Midsize City: Austin, Texas
It starts at the airport: Instead of Starbucks and Cinnabon, you'll find Austin Java, Amy's Ice Cream and Waterloo Records. Most vendors on the concourse are based in or near Austin, a reflection of a community that takes pride in its ingenuity.
"There's a unique spirit of independence here, and a pride in locally owned and locally run things," says Hugh Forrest, event director for the South by Southwest (SXSW) Interactive Festival, which draws internet and communications trendsetters to the city each March. "We've been branded as this place where creative people come together, brainstorm and create new ideas."
For years, Austin was known for its state government and the University of Texas. These days, talk is of those SXSW conferences (music, film and interactive); homegrown companies such as Dell and Whole Foods; and the Formula 1 Grand Prix, which debuts in November. On top of it all is America's most vibrant live music scene, with hundreds of venues, even at the airport.
The result is a business destination like no other. Over the past four decades, Austin's population has tripled. Yet unlike many Sun Belt cities, which have become increasingly homogeneous, it has retained its singular feel. The "Keep Austin Weird" movement characterizes a city that has distinguished itself with its distinctiveness and is attracting a wide range of talent as a result. "There are a ton of really smart people here," says attorney Bill Garrison. "You'll find entrepreneurial, original people everywhere you go. That creates a great business climate."
So do one-of-a-kind venues such as the new Austin City Limits Live concert hall, which has rented space to companies--including Microsoft, Dell, AT&T and Tito's Handmade Vodka--for meetings ranging from 10 to 300 attendees. And a laid-back professional culture: It's typical to see executives finishing the day with a long run or bike ride, then watching the sun set from one of the city's innumerable outdoor terraces while sipping a draft beer--brewed locally, of course.
Where to stay: Hotel Saint Cecilia. Set in a residential neighborhood two blocks from the funky shops and bars of South Congress, this 14-room property is named after the patron saint of music. Like the storied Chateau Marmont in Los Angeles, there's a sense of exclusivity, and celebrity sightings are common. Companies (and bands) have been known to rent out the hotel for a week or two to brainstorm, commune or just unwind. There's no fitness center, but there is a lap pool and a vast library of albums to play on your in-room turntable. (112 Academy Drive; hotelstcecilia.com)
Where to eat lunch: La Condesa. There are more than 400 Mexican restaurants in Austin, but La Condesa is likely the only one playing Talking Heads. Located across the street from City Hall, it offers executives pushing through a day of downtown meetings a polished but authentic take on tacos, ceviches, tostadas and other staples. If you don't want to indulge in the signature margarita at lunch, the fresh-squeezed lemonade offers a similar tang. (400A W. Second St.; lacondesaaustin.com)

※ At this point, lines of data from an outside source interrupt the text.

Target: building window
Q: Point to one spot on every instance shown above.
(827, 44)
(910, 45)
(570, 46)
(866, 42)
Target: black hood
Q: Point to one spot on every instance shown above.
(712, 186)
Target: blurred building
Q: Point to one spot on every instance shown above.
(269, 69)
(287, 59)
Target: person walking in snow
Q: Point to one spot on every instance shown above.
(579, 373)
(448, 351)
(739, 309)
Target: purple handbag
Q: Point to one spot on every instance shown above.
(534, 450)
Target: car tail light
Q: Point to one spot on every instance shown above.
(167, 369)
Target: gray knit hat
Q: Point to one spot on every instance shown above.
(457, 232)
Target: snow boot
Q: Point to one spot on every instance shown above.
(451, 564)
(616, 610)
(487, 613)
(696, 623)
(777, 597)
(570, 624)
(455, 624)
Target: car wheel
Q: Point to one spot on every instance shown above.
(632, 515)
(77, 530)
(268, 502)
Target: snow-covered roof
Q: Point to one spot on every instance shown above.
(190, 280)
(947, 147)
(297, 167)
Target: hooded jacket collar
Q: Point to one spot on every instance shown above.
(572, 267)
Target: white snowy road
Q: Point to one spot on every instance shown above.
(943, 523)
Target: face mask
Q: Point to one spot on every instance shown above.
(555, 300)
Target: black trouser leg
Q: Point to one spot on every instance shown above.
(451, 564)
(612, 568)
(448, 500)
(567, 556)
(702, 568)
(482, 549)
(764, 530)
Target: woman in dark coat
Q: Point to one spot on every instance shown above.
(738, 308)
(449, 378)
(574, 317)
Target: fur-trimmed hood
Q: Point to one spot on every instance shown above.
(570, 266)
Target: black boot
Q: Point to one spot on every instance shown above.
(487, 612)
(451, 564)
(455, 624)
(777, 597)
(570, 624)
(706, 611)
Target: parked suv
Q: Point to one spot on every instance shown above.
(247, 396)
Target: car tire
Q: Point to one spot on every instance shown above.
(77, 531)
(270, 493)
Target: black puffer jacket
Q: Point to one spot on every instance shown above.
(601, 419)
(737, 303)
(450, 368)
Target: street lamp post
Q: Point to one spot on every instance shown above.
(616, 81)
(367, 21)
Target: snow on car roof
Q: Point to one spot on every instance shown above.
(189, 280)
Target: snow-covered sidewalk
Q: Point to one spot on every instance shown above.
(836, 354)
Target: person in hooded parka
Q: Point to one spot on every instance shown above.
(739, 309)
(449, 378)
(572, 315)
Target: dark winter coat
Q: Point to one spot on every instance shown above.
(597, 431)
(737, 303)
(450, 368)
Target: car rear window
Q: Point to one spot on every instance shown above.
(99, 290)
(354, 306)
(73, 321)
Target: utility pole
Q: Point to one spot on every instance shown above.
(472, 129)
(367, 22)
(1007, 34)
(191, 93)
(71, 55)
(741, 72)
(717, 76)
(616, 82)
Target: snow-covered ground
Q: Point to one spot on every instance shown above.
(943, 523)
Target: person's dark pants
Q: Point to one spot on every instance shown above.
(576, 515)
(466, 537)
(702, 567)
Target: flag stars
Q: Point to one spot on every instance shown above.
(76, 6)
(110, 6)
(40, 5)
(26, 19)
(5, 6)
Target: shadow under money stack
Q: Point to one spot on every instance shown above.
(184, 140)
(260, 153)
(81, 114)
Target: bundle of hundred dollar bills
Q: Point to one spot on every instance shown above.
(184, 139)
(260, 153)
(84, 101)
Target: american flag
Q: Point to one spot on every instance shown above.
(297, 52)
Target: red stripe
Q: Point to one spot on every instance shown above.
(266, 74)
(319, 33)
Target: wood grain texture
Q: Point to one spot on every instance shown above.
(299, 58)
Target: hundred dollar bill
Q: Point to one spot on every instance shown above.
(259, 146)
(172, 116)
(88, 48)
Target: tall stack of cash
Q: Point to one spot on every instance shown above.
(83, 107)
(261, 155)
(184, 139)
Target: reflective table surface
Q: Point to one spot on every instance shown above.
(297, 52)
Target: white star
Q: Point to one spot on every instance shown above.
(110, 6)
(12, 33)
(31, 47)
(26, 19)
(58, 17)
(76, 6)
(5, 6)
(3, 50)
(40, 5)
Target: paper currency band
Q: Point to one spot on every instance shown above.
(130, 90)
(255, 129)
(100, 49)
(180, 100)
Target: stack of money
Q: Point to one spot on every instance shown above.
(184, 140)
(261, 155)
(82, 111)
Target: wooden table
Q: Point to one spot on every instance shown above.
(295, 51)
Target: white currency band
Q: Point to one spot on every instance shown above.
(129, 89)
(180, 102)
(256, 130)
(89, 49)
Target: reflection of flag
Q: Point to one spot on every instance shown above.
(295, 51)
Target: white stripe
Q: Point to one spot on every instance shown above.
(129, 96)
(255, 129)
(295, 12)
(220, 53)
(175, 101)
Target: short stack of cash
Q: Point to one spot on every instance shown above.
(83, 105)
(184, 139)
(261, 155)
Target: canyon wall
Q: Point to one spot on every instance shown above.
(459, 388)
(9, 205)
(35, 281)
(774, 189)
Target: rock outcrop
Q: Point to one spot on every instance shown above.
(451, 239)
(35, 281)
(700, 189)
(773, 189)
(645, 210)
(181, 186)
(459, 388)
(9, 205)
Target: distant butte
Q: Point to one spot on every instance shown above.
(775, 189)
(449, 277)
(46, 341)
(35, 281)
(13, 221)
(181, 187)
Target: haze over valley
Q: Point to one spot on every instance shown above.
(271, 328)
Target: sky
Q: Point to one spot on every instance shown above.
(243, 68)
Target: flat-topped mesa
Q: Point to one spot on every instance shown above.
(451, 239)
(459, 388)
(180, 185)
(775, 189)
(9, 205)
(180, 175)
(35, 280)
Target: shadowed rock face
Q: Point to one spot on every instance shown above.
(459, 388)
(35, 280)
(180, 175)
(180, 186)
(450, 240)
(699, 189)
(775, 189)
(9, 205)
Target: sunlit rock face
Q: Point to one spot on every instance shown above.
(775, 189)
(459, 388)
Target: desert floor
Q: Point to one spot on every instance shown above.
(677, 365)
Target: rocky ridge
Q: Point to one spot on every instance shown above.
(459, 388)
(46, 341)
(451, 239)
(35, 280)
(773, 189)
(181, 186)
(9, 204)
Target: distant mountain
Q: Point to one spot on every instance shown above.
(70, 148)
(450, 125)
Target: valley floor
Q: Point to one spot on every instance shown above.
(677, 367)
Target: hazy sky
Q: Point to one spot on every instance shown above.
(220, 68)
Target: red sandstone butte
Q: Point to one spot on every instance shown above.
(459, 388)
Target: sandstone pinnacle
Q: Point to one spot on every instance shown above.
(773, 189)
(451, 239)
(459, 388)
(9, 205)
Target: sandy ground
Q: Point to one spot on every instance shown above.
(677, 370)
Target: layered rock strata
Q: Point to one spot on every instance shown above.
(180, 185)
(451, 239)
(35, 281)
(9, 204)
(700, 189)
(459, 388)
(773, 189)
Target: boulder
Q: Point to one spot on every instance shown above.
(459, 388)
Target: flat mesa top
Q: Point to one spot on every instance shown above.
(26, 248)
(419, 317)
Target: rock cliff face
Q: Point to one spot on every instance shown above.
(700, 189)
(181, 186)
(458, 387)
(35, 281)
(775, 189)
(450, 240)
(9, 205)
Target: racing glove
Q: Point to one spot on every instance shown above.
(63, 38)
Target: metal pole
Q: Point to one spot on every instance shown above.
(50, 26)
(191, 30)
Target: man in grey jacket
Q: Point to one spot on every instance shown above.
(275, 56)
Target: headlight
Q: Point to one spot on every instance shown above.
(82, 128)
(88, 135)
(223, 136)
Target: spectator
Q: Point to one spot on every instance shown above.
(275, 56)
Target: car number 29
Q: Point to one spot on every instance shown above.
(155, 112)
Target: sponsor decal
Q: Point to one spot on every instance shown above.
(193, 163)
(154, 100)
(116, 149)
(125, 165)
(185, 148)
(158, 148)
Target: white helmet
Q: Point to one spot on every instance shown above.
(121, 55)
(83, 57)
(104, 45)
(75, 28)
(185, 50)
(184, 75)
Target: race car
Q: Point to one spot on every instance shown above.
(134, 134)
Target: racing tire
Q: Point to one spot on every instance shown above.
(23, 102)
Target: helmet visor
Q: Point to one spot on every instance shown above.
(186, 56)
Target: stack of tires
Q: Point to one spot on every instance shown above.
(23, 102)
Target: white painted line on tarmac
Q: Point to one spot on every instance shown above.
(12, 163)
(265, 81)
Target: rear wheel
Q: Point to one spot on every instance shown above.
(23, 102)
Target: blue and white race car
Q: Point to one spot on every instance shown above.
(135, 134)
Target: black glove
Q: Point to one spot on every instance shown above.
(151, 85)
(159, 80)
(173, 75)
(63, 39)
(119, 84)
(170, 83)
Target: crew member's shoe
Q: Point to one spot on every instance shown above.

Where to eat dinner: Uchiko. The Japanese food at this busy spinoff of Austin's best sushi bar is smart and soulful. Texas-born Tyson Cole, a James Beard Award winner as the Southwest's best chef, uses his impeccable technique to make rarefied ingredients like sea urchin, abalone and pickled turnip gloriously accessible. You won't find anything like it no matter where your travel schedule takes you. Add a healthy dollop of Top Chef buzz--executive chef Paul Qui won the most recent season--and you can see why it's one of the city's most coveted reservations. (4200 N. Lamar Blvd.; uchiaustin.com)
Where to meet for drinks: Trio. Its outdoor terrace--which fronts Lady Bird Lake below the Four Seasons hotel's mission-style lobby--is a convivial gathering place year-round. Amid an all-local soundtrack, the city's business community wanders by to enjoy moist pulled-pork sliders at happy hour or wine from a sophisticated selection. (98 San Jacinto Blvd.; triorestaurantaustin.com)
Three extra hours: As might be expected in Texas, the state capitol is the nation's largest; tours run throughout the day. The 80,000-square-foot Whole Foods flagship is also worth a visit, with a seafood bar, raw food/vegan counter, local beers on tap, house-smoked barbecue and rooftop movies. The 20-block South Congress strip has dozens of food trailers and one-of-a-kind shops.